POMGNT1-related limb-girdle muscular dystrophy R15

POMGNT1-related limb-girdle muscular dystrophy R15 (LGMD R15, formerly known as LGMD2O) is a rare autosomal recessive muscular dystrophy caused by biallelic pathogenic variants in the POMGNT1 gene. This gene encodes protein O-linked mannose N-acetylglucosaminyltransferase 1, an enzyme essential for the proper glycosylation of alpha-dystroglycan, a key protein that links the muscle cell cytoskeleton to the extracellular matrix. LGMD R15 belongs to the group of dystroglycanopathies — disorders caused by defective glycosylation of alpha-dystroglycan. The disease primarily affects the skeletal muscular system, with progressive weakness predominantly involving the proximal muscles of the limb girdles (shoulders and hips). Patients typically present with difficulty climbing stairs, rising from a seated position, and raising their arms. Serum creatine kinase (CK) levels are usually elevated.

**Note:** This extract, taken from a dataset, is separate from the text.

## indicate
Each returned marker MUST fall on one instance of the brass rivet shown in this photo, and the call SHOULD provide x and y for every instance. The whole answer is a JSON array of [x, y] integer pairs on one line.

The severity of LGMD R15 can vary considerably; some patients have a relatively mild course with preserved ambulation into adulthood, while others may experience more significant disability. Cognitive involvement, including mild intellectual disability, and eye abnormalities (such as myopia) have been reported in some cases, reflecting the broader phenotypic spectrum of POMGNT1-related dystroglycanopathies, which can range from the severe Walker-Warburg syndrome and muscle-eye-brain disease to milder limb-girdle presentations. There is currently no cure or disease-specific treatment for LGMD R15. Management is supportive and multidisciplinary, including physical therapy to maintain mobility and prevent contractures, respiratory monitoring, cardiac surveillance, and orthopedic interventions as needed. Genetic counseling is recommended for affected families. Research into gene therapy and other molecular approaches for dystroglycanopathies is ongoing but remains in early stages.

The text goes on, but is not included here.